In a recent report, Savills revealed that the Tokyo Grade A office market has continued to grow, beginning the new year supported by strong demand amidst sound economic sentiment in the market.
“Average rents in the C5W increased by 1.8% QoQ and 5.8% YoY to JPY34,544 per tsubo in Q1/2025, and have overall seen multiple consecutive quarters of growth. All members of the C5W saw rental increments, with Shinjuku and Shibuya seeing the strongest gains,” the report said.
Here’s more from Savills:
Demand for office space has been strong, and vacancy levels have improved to show. Vacancy rates decreased by 0.6ppts QoQ and 1.3ppts YoY to 1.7%, the lowest observed in the past four years. Minato saw the largest decrease in vacancy of 2.2ppts QoQ, while other members largely saw consistent improvements over the quarter.
Indeed, the moderate amount of supply in 2024 seems to have given the market time to uneventfully absorb the large supply that came to the market in 2023, with several properties that were struggling with high vacancy rates having attained close to full occupancy.

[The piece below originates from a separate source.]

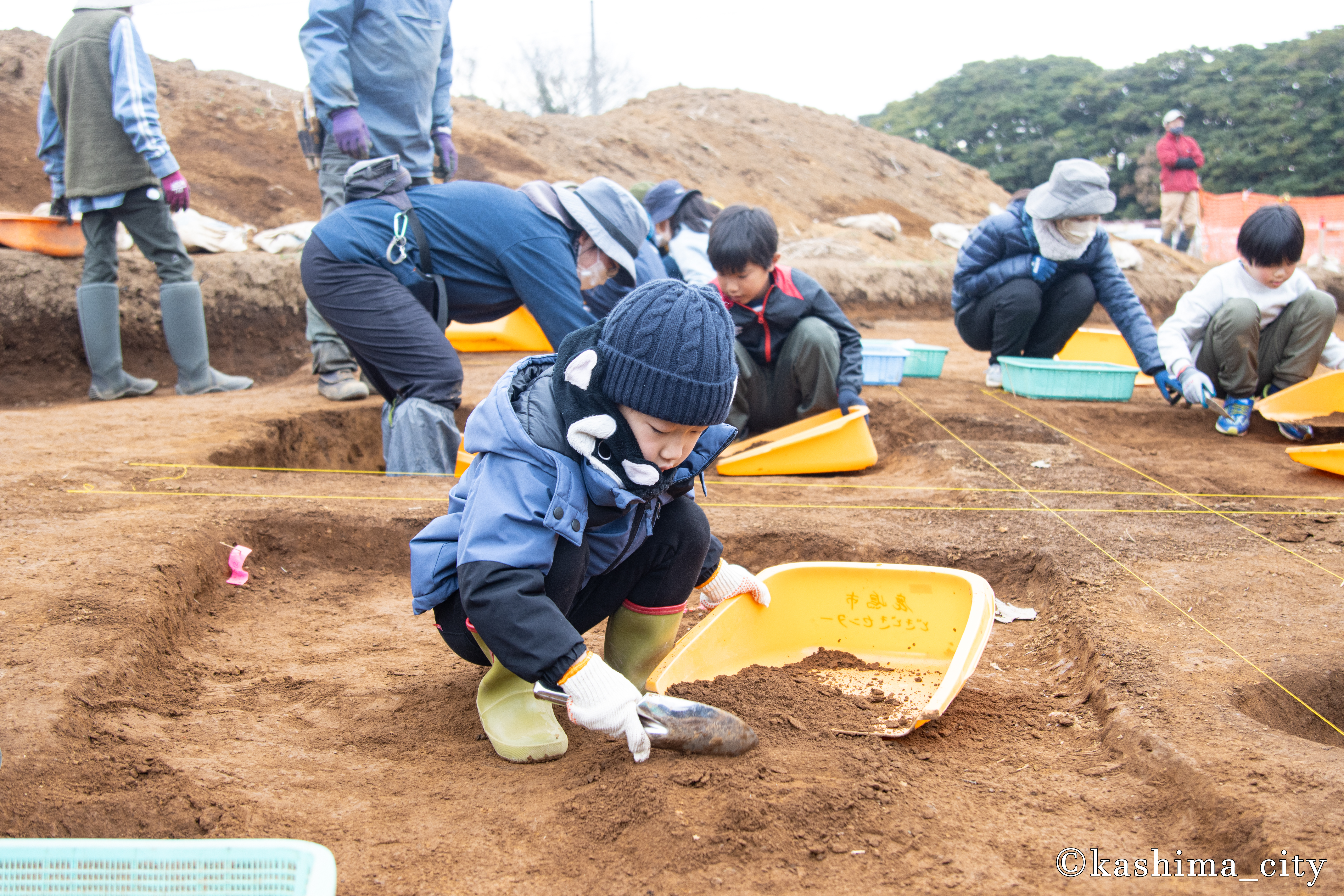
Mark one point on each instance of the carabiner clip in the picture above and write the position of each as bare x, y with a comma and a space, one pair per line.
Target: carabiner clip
398, 240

Nonetheless, a small number of buildings, particularly in the bay areas of Chuo and Minato, still face elevated vacancy levels. That said, other areas in Chuo and Minato are performing well.
While office supply for the C5W in 2025 is forecast to be over double that of 2024, a considerable proportion of this is reported to have already been pre-leased. Furthermore, remote work in Tokyo has been gradually winding down over the past few years. According to a survey conducted by the Tokyo Metropolitan Government, as of December 2024, 43.7% of companies with 30 or more employees had remote work policies, down from 52.4% in 2022 and 46.1% in 2023. In addition, the workforce of Tokyo keeps increasing in number.
Therefore, many companies should find themselves in greater need of quality office space. Competition for labour is stiff in Tokyo, and moving to an office with premium facilities in a good location is one relatively straightforward way to attract and retain talent. Overall, present market dynamics point toward the uneventful absorption of new supply this year.